3. Estahblished and maintained dynamic data pipelines to support business intelligence, reporting, and analytics needs. This approach guaranteed smooth data integration and processing and resulted in a 30% increase in efficiency.

UNIX and shell scripting for validation testing:

1. Developed UNIX shell scripts tailored for specific validation testing requirements. Leveraged these scripts to validate data integrity and accuracy within complex datasets. Additionally, customized PLSQL scripts to further enhance the validation process, ensuring comprehensive and reliable testing outcomes.

Performance tuning and optimization:

1. Identified and addressed performance bottlenecks within long-running CI/CD jobs. Employed advanced optimization techniques at various levels—source, target, mapping, and session—ensuring streamlined processes and efficient data flows.

2. Leveraged the power of cloud computing, particularly in AWS, to significantly optimize ETL operations. Achieved remarkable results with a 50% reduction in processing time, alongside heightened scalability, demonstrating a clear commitment to efficient and agile data processing.

3. Demonstrated proficiency in utilizing ETL tools to streamline data integration workflows. This approach led to a reduction in errors by 28%, enhancement of data quality, and 2.5% cost savings on infrastructure, showcasing an ability to balance effectiveness and efficiency in data management.
4. Engineered a retrofit solution leveraging contextual knowledge, resulting in the integration of 2.5 million customers for the client, and concurrently boosting performance and code execution speed by 30%.

Database object migration

1. Managed the migration of crucial database objects across a range of environments, including Development, Testing, UAT, and Production. Ensured a smooth transition of these objects, maintaining data integrity and consistency throughout the lifecycle. This approach facilitated multi-stage deployment, enhancing robustness and reliability.

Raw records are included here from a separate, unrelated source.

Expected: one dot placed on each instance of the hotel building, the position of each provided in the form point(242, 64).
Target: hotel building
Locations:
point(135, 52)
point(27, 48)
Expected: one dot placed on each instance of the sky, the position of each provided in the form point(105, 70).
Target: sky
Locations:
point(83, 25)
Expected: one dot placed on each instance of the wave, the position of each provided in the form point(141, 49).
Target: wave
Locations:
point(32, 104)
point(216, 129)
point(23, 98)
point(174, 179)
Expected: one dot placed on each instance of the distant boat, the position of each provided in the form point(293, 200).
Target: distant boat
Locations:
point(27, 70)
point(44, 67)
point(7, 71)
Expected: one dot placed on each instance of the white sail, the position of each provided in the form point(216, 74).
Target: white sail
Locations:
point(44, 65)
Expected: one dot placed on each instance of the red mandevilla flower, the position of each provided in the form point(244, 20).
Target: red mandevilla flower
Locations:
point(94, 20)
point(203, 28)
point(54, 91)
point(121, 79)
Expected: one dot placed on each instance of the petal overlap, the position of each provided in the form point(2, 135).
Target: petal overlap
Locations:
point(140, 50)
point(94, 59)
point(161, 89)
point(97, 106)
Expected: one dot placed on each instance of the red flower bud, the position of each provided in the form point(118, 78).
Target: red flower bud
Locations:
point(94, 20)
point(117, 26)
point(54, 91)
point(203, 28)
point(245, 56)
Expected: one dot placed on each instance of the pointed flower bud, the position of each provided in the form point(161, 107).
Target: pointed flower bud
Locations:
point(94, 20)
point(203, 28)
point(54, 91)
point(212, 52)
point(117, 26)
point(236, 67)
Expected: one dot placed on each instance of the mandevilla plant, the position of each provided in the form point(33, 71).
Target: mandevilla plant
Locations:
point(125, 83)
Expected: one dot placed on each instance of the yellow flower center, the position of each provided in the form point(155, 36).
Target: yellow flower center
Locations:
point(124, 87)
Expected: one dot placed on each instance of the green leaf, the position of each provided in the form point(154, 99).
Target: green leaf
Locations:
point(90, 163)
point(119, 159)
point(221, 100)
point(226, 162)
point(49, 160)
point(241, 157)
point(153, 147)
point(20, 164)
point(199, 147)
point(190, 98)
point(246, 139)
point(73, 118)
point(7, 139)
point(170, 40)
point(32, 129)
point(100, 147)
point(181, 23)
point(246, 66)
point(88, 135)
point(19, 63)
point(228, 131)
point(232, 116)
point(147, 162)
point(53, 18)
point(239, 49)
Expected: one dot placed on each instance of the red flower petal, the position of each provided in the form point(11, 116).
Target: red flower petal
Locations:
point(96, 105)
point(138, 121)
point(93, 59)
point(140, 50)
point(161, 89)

Documentation and Project Tracking:

1. Engaged in collaboration with onshore and offshore data stewards as well as application development leads to ensure smooth project tracking through JIRA, resulting in a 20% increase in project visibility and coordination efficiency. This joint endeavor enabled effective communication, task handling, and progress oversight, resulting in coordinated project implementation.

2. Oversaw ETL code repositories through continuous integration techniques. Carried out comprehensive code evaluations to maintain rigorous code excellence and compliance with guidelines, guaranteeing the dependability and manageability of the ETL procedures, leading to a 15% decrease in defects and improved development cycle.

3. Demonstrated adeptness in articulating findings and insights to stakeholders in a clear and impactful manner. This effective communication approach facilitated informed decision-making and fostered a shared understanding of project progress and outcomes.

Leadership:

1. Offered valuable technical guidance and oversaw review processes in a dynamic and fast-paced setting, demonstrating the ability to work effectively with minimal supervision. Ensured high-quality outcomes and maintained governance standards despite the challenging environment.

2. Led a 12-member ETL development team, driving the design and implementation of data transformation processes for precise data integration into the warehouse, while prioritizing data quality and performance enhancements. Additionally, adeptly communicated project status updates to foster transparency and cohesion within the team, contributing to efficient workflows.

3. Provided expert guidance and comprehensive training to junior ETL developers. Covered essential ETL development methodologies, data modeling best practices, and fundamental data integration concepts. This mentoring effort empowered the team with essential skills and knowledge for optimized data workflows.